Tuesday, March 19, 2013

Franklin’s Gull at Cervantes

Breaking a bit of a dry spell for vagrant gulls in the south-west (well, twitchable ones at least), a co-operative Franklin’s Gull has been present in the Cervantes town beach area for at least 6-8 weeks. It has mostly been seen in and around a small park outside the caravan park entrance (end of Aragon St), or on the adjacent beach, in the company of Silver Gulls.

Vagrant Franklin’s Gull Leucophaeus pipixcan on the beach at Cervantes

Photos clearly show all the hallmarks of Franklin’s Gull: slightly smaller than Silver Gull, with darker grey upperparts; more compact body in flight; short tail with diagnostic grey centre (unique among adult gulls); well-developed black half-hood; prominent thick white eye crescents; black bill with red tip, and black legs. 

Franklin’s Gull at Cervantes. Note diagnostic pale grey centre to tail, not found in any other gulls of similar size.
Cervantes Franklin’s Gull in flight (front). Note smaller size relative to Silver Gull, noticeably darker upperparts; more compact head and body, and shorter tail. 

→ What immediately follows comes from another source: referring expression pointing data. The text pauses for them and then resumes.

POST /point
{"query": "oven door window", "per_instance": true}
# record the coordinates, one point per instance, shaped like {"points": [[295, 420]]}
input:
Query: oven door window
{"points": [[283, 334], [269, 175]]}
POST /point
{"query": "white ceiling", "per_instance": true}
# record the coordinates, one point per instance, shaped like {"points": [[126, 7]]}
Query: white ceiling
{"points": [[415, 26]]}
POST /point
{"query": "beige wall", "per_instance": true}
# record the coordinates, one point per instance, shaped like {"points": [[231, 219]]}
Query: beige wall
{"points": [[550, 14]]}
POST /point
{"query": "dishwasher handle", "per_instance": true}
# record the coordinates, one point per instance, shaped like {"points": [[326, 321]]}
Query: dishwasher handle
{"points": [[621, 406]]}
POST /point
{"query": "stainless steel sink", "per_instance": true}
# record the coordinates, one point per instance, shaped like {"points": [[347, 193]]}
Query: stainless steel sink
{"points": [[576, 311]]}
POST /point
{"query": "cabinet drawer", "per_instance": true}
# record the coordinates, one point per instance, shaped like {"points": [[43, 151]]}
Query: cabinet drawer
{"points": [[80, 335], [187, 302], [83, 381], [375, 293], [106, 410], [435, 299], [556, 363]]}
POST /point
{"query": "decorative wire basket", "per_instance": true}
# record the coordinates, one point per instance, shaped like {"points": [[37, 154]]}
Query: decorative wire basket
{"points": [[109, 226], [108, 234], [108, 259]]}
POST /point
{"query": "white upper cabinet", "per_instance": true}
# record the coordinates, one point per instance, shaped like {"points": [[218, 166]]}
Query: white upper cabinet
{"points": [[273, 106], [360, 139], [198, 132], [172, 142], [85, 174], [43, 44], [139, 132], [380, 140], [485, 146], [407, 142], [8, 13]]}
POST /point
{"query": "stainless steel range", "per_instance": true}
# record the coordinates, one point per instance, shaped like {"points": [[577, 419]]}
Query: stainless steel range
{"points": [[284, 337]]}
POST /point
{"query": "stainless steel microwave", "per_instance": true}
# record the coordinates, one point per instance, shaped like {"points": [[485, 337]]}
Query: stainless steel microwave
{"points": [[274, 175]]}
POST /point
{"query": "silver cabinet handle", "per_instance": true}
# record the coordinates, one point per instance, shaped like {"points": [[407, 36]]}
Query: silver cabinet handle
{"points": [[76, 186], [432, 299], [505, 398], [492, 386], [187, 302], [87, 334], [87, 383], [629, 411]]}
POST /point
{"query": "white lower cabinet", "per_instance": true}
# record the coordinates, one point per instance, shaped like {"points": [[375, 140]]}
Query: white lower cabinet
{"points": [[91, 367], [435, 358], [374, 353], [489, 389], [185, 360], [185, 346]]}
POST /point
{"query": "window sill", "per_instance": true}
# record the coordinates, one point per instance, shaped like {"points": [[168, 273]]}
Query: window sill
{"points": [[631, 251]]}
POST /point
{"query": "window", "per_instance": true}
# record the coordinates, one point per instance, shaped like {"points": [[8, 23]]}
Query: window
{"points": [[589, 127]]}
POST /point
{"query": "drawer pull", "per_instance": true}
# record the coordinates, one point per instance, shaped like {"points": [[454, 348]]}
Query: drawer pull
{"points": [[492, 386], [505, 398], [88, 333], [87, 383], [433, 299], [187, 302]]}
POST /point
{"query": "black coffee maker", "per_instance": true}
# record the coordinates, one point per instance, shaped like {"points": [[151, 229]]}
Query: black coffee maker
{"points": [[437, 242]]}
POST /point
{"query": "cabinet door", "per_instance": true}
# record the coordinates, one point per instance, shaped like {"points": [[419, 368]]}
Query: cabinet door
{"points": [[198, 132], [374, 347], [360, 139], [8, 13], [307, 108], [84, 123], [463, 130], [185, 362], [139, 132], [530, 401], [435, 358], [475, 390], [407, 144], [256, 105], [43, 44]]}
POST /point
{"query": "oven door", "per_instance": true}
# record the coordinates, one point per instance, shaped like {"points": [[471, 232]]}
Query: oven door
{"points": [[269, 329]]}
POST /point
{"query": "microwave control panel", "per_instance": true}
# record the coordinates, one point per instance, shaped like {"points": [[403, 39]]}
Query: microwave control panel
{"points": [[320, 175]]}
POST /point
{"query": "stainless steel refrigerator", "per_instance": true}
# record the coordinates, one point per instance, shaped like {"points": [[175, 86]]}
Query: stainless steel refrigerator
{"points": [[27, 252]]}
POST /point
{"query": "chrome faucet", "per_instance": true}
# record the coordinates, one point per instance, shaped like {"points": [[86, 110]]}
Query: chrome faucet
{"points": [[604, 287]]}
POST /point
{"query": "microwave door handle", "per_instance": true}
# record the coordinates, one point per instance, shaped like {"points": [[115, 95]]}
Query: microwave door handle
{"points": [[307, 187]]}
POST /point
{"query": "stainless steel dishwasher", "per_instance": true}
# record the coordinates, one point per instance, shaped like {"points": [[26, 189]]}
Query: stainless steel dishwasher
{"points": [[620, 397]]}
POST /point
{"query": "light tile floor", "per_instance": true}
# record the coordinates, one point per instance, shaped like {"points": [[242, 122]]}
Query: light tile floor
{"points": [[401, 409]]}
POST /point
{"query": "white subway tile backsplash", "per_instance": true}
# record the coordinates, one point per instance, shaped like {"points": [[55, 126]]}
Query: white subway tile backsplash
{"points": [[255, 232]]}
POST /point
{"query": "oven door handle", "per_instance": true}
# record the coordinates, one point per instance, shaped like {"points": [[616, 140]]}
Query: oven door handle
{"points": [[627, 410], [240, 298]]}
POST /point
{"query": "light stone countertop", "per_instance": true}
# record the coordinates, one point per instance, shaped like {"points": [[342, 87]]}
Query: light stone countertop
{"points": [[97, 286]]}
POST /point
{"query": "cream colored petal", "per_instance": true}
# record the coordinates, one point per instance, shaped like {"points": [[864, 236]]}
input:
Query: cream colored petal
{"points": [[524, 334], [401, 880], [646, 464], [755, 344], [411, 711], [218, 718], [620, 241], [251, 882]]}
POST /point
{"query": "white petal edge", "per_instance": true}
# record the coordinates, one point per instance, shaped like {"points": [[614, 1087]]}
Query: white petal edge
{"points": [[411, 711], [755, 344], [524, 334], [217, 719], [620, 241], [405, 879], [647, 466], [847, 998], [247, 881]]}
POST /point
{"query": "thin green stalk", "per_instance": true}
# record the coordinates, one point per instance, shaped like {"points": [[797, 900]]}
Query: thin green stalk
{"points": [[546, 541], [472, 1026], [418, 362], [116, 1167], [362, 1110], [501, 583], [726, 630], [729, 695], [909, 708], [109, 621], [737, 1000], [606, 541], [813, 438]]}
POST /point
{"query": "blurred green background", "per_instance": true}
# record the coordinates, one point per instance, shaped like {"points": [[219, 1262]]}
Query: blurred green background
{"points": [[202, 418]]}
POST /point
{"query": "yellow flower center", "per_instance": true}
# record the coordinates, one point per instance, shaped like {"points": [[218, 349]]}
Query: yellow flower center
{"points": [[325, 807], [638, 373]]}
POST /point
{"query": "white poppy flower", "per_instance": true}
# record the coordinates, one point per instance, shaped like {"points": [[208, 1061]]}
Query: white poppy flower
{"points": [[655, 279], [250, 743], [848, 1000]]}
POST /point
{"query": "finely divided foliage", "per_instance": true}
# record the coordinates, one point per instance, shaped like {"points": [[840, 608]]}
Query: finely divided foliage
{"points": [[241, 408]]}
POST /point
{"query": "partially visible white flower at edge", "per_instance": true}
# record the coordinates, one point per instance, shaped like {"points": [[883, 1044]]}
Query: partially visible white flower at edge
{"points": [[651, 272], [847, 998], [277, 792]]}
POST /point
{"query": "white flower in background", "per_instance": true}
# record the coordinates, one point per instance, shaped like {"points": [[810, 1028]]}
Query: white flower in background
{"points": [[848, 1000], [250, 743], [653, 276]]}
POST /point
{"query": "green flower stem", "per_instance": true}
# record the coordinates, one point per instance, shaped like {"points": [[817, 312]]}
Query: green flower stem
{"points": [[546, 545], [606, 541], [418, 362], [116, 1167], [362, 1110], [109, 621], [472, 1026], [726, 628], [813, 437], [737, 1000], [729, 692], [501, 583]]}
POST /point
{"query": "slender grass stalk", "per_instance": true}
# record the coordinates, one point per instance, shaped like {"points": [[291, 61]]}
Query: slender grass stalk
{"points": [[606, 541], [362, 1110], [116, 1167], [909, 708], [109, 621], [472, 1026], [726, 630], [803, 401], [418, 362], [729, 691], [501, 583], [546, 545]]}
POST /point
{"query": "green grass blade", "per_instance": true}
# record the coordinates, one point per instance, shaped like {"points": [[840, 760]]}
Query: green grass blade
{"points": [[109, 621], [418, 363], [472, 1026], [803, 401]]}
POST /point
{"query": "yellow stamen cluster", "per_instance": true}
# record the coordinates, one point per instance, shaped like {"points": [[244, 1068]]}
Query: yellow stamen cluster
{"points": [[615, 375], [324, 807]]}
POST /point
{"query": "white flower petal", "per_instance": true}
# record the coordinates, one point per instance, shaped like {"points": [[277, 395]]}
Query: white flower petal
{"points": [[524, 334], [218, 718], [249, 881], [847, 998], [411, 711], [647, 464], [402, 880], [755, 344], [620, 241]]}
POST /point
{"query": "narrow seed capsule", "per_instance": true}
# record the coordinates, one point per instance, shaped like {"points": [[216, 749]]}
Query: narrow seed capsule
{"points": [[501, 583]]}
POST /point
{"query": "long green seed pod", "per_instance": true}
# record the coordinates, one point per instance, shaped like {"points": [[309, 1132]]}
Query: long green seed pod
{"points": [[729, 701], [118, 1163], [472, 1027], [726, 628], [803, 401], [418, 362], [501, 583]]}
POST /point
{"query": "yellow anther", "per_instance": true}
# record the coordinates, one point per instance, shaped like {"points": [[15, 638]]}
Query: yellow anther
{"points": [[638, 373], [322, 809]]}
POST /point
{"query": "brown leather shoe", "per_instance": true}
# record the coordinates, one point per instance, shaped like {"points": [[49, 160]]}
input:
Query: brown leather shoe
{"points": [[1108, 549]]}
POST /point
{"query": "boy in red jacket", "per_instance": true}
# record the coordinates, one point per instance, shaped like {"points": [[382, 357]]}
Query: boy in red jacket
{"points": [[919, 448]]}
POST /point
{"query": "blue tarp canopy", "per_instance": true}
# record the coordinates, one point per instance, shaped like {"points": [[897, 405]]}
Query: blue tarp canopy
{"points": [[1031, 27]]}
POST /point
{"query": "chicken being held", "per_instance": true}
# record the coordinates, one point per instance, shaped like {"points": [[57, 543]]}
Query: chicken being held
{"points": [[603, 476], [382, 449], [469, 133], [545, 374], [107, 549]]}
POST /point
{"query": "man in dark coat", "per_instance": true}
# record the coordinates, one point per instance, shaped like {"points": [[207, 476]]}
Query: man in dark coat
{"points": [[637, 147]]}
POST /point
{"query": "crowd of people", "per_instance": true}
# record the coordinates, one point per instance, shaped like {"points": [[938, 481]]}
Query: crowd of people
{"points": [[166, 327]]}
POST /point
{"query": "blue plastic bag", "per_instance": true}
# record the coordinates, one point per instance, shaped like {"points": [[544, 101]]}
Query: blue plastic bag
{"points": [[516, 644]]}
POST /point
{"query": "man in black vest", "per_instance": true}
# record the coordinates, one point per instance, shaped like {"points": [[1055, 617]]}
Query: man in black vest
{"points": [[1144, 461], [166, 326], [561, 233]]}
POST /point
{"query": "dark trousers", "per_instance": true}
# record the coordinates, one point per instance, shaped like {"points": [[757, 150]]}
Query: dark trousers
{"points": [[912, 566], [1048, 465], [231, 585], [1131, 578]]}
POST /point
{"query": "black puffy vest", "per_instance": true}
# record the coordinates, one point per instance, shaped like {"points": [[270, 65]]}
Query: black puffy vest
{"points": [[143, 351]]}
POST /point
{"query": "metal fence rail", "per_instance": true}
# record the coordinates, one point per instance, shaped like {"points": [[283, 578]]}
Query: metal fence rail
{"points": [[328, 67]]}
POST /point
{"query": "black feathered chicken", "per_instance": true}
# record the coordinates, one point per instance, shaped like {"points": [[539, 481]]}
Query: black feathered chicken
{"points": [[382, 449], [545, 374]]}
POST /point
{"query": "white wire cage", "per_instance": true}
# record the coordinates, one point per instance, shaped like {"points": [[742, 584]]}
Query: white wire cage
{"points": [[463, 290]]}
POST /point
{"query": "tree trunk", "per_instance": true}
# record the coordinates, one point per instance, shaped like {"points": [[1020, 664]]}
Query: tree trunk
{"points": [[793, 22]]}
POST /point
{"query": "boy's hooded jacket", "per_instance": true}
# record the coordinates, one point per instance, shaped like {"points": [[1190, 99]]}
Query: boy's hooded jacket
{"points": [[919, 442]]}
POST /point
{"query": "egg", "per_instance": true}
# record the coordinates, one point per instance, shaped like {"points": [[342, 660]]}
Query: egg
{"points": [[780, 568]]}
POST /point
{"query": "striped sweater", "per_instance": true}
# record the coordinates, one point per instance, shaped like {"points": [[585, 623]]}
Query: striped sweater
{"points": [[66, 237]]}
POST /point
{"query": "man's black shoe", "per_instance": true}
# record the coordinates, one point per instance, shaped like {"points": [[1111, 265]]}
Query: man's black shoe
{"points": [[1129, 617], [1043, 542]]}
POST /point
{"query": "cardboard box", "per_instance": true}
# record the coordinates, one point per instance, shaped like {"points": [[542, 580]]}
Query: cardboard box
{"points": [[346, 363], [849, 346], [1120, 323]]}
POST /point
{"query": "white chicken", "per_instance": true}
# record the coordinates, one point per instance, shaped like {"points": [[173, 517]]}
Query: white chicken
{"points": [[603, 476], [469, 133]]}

It appears to be in advanced pre-breeding moult with fresh inner primaries (out to p7; p8 missing), tertials, greater primary coverts, outer greater secondary coverts, and most scapulars. The secondaries are rather worn and pale and yet to begin moult. The lesser & median coverts are frayed, poorly waterproofed or possibly even oil-damaged, giving the resting wing a fairly ragged appearance. The timing of the moult seems typical: Franklin’s - uniquely among gulls - moult completely twice per year. 

The modest extent of the white band separating the black primary tips on the worn p9 & p10, plus their small white spots suggest this is a second winter bird moulting into 2nd summer (~ adult-type) breeding plumage. This individual appears to be at the lower end of the range for its extent of black primary tips, given the subterminal black markings extend only to p7 as a thin line (on most Franklin’s this extends to p5 or p6, though this feature is fairly variable).

Franklin’s Gull at Cervantes. Note the small subterminal black notch on fresh p7 – these more typically extend to p5 or p6. The heavily worn outer primaries p9 & p10 (p8 is missing) show modest white tips and only a small white bar above the black ends – suggesting a 2nd winter bird moulting into 2nd summer (alternate) plumage.  
Franklin’s Gull at Cervantes. Note the fresh inner primaries, greater coverts and scapulars contrasting with heavily worn, frayed median/lesser coverts and worn paler/brownish secondaries. 

Despite the great distance from its normal migration route between North (breeding) and South America, Franklin’s Gull is perhaps the most regular of all the vagrant gull species occuring in Australia. If accepted by BARC this will be the 6th accepted record for WA, though there have been at least as many probable records rejected or not formally submitted, most recently a well-hooded bird at Vasse-Wonnerup Estuary in Feb 2009. Most WA sightings are from the Feb-April period, particularly in March. 

Hat tip to the original finder, Brendan Kinsella, for sharing this great bird.

Vagrant Franklin's Gull at Cervantes. The bird has been consistently hanging around a small park next to the beach.

Franklin's Gull on the beach at Cervantes. Note the feather moulting from the scapulars.

Franklin’s Gull at Cervantes takes flight.